- Interactive map of Tsengel District
- Country: Mongolia
- Province: Bayan-Ölgii Province

Area
- • Total: 6,463.17 km^{2} (2,495.44 sq mi)

Population (2014)
- • Total: 8,744
- Time zone: UTC+7 (UTC + 7)

= Tsengel, Bayan-Ölgii =

District in Bayan-Ölgii Province, Mongolia

Tsengel (Цэнгэл /mn/; "delight"), also referred to as Ak-Sayan (Ак-Саян; 'white-Sayan'), is a district of Bayan-Ölgii Province in western Mongolia. It´s named after Mount Tsengelkhairkhan which is located in this sum. Its capital, Khushoot, is located in the west of the district.
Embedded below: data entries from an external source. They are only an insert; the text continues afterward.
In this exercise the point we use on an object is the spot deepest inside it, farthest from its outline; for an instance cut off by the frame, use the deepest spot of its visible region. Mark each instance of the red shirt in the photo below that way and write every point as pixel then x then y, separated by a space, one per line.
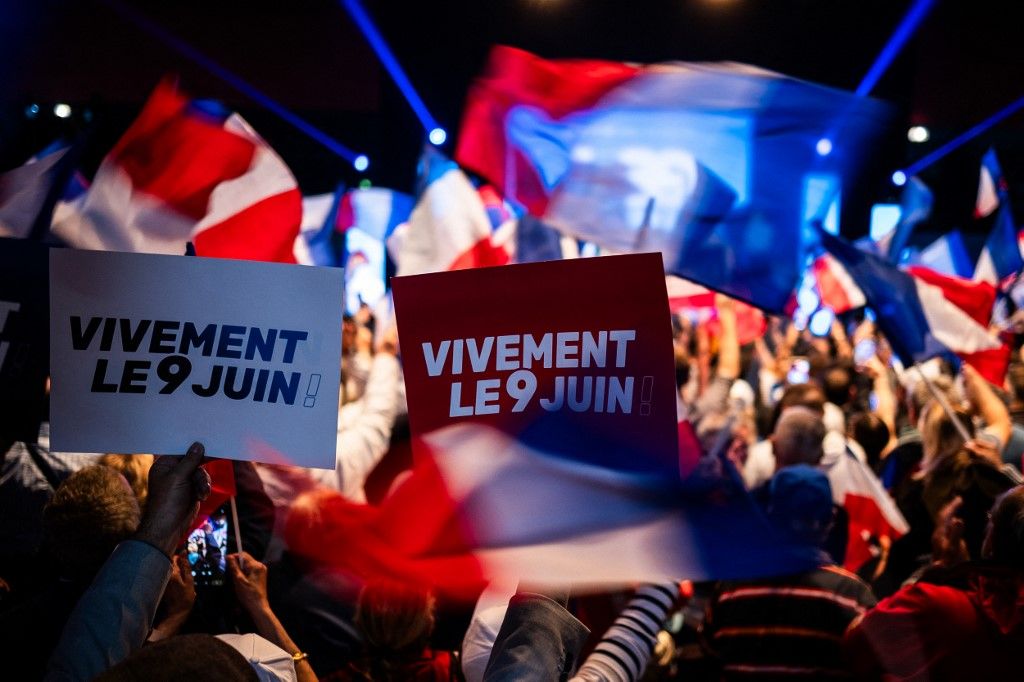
pixel 931 632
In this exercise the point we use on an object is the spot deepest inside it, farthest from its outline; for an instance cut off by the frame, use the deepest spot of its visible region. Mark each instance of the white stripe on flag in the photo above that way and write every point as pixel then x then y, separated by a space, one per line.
pixel 951 326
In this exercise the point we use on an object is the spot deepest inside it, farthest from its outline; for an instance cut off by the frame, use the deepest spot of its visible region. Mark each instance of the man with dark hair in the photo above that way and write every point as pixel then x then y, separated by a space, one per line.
pixel 838 385
pixel 970 628
pixel 790 626
pixel 90 513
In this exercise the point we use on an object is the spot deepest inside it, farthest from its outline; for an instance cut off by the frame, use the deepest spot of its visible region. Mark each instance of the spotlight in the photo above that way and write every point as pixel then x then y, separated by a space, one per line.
pixel 918 134
pixel 437 136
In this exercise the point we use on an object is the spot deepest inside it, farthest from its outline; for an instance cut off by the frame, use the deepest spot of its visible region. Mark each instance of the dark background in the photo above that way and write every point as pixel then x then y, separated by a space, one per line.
pixel 962 66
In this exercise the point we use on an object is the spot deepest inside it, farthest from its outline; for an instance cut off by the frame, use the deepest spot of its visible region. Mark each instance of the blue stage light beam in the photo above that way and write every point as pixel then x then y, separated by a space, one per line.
pixel 393 69
pixel 238 83
pixel 919 10
pixel 964 137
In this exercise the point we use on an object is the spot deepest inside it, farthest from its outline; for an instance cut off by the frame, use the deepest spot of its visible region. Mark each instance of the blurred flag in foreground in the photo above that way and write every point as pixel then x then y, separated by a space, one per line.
pixel 180 174
pixel 915 206
pixel 29 193
pixel 1000 258
pixel 721 167
pixel 547 441
pixel 924 313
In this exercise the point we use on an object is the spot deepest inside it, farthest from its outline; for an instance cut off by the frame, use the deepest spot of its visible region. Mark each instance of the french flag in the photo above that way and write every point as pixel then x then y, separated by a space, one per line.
pixel 836 288
pixel 180 174
pixel 1000 258
pixel 870 510
pixel 924 313
pixel 946 255
pixel 27 193
pixel 450 227
pixel 710 164
pixel 685 295
pixel 991 186
pixel 481 504
pixel 326 219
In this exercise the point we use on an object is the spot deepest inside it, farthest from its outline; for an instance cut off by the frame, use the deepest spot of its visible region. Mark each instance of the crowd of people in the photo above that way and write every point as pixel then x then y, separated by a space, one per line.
pixel 905 480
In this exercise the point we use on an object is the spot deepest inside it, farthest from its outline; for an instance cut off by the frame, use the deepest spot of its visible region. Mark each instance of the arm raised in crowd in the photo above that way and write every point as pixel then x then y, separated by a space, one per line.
pixel 886 407
pixel 115 614
pixel 249 581
pixel 364 440
pixel 624 652
pixel 987 405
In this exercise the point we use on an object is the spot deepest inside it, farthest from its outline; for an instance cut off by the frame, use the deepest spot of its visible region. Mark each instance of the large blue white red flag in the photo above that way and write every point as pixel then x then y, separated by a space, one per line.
pixel 450 228
pixel 547 441
pixel 991 186
pixel 924 313
pixel 720 167
pixel 181 174
pixel 915 206
pixel 1000 258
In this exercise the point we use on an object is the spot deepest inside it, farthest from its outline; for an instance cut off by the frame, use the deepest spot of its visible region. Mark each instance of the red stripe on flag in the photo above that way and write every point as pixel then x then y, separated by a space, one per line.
pixel 221 488
pixel 415 537
pixel 178 158
pixel 512 78
pixel 974 298
pixel 265 230
pixel 866 520
pixel 481 254
pixel 991 365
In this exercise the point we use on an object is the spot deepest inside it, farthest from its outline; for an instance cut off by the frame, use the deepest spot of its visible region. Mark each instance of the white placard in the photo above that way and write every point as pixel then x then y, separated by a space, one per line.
pixel 150 353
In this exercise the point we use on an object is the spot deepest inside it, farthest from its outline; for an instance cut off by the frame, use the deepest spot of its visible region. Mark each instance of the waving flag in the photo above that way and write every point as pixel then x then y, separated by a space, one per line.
pixel 181 174
pixel 715 165
pixel 1000 258
pixel 870 509
pixel 915 206
pixel 578 488
pixel 836 288
pixel 376 211
pixel 29 193
pixel 320 242
pixel 946 255
pixel 450 228
pixel 924 313
pixel 991 186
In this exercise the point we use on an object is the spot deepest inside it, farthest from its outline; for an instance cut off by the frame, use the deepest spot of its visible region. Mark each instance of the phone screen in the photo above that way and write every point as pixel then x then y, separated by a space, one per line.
pixel 863 351
pixel 206 548
pixel 800 371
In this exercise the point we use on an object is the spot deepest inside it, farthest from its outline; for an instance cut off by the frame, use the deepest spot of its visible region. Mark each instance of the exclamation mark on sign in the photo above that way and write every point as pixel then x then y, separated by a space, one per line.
pixel 645 393
pixel 311 391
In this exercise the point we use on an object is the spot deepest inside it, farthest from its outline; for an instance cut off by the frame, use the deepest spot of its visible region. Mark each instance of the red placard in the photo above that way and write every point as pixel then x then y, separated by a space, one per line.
pixel 572 357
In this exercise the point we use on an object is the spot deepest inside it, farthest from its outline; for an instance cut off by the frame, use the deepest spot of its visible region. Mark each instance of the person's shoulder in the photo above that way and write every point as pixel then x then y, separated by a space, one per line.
pixel 926 600
pixel 841 581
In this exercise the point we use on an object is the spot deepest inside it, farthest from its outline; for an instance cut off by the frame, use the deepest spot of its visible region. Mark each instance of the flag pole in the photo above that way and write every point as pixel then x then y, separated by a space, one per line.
pixel 238 530
pixel 937 394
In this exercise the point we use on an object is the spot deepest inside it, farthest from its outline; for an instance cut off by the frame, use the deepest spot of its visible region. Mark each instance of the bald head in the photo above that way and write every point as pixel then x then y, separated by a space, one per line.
pixel 799 437
pixel 1005 541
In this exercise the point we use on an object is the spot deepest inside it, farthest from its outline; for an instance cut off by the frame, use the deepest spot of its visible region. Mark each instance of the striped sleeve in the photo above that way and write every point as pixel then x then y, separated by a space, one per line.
pixel 623 653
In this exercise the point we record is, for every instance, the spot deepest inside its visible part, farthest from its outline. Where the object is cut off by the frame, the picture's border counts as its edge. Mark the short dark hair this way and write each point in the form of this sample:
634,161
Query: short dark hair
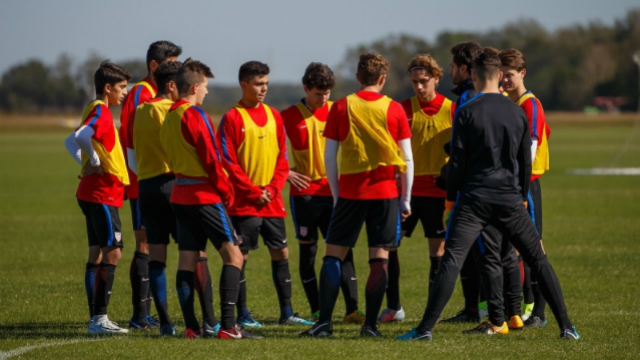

Its inhabitants are mainly ethnic Tuvans (also known as Tsengel Tuvans), whereas the rest of Bayan-Ölgii Province is populated mainly by Kazakhs. As of 2014, it had a population of 8,744.

==Geography==
The sum is located in the western most part of Bayan-Ölgii Province. It is also the western most sum of all sums in Mongolia.

==Geology==
- Baga Türgen Waterfall
- Khoton Lake

==Administrative divisions==
The district is divided into nine bags, which are:
- Borburgas
- Doloon Gadlaga
- Khar Uul
- Khushuut
- Partizan
- Shar Govi
- Tsagaan Tunge
- Ust Tokhoi
- Zagast Nuur

==Economy==
The district has a total of 307,000 livestock population. It has a capacity to harvest 7,700 tons of hay per year. The primary industry in the district are Shar nuur gold mining, brick factories and tourism.